La orgía prometida que terminó entre miradas

Una noche, en una cena con amigos, uno de ellos me contó al oído cómo era ir a esas fiestas privadas que organizaban algunas chicas atrevidas. Decía que se juntaban diez o quince hombres, dos o tres morras dispuestas, unas copas y, antes de que pudieras notarlo, la noche se convertía en otra cosa. Las chicas terminaban siendo el centro absoluto, bañadas, marcadas, exhaustas. Lo contó como quien recuerda una película favorita, con esa pequeña sonrisa que delata que volvería sin pensarlo.

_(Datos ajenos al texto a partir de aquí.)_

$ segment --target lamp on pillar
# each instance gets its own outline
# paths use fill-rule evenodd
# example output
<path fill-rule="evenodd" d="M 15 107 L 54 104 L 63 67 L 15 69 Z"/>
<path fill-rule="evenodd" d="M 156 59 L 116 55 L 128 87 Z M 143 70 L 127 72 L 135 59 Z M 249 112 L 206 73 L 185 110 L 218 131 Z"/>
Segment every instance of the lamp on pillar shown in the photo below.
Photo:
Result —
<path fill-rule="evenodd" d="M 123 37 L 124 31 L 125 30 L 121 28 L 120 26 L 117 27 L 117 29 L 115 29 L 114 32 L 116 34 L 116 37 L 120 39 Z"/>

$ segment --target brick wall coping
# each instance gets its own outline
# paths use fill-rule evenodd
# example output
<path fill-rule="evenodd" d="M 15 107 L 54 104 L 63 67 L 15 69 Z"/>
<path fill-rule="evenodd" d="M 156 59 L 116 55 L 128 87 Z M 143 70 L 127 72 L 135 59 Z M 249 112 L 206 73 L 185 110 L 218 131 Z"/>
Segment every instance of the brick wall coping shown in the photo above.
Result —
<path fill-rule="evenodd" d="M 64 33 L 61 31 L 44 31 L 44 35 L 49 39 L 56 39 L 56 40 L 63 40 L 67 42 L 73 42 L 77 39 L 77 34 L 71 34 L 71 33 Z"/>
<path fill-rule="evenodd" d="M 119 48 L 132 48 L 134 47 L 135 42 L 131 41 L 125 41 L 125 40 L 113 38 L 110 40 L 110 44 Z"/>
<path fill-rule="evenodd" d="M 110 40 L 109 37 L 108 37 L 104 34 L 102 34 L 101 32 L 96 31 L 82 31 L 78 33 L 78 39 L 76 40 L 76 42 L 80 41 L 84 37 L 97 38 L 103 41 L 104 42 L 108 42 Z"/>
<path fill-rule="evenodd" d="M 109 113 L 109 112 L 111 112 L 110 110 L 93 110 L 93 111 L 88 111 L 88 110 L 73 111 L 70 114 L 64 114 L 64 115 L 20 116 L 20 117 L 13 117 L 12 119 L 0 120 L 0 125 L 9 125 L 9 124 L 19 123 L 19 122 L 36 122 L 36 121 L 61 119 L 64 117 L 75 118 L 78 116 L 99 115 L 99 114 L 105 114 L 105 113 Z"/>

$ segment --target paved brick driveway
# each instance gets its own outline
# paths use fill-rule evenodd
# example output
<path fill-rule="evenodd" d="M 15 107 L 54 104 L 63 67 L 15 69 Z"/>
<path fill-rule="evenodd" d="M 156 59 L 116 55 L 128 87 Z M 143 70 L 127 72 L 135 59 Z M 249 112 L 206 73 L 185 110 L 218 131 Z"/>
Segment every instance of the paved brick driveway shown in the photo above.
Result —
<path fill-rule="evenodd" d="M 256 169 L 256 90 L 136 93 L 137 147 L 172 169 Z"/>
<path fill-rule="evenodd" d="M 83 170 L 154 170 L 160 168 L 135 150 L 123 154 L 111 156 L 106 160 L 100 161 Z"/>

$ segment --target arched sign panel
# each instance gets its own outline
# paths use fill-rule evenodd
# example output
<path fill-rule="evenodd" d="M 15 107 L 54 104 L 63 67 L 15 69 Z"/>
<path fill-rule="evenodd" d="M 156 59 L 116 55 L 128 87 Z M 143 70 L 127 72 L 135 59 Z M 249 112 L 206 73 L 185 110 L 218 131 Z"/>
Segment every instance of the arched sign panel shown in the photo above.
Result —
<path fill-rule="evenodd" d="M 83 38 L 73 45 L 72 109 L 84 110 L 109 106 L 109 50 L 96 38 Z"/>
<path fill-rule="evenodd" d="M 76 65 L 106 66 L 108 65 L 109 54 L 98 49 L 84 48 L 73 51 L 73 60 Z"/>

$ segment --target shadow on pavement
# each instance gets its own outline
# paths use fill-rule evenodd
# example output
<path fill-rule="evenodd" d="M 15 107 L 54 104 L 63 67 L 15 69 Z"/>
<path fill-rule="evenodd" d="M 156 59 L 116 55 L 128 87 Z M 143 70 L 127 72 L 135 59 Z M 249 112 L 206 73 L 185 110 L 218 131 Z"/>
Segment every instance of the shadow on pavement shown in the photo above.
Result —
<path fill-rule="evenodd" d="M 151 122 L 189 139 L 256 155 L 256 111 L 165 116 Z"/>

Me quedé con la imagen en la cabeza durante semanas. Cada vez que Diego y yo cogíamos en casa, yo se la susurraba al oído como si fuera un guion que repetíamos hasta gastarlo. Le contaba qué haría yo, qué dejaría que me hicieran, cuántas manos quería sentir al mismo tiempo. A él se le ponía dura solo de oírme. A mí se me empapaba la tanga solo de oírme decirlo.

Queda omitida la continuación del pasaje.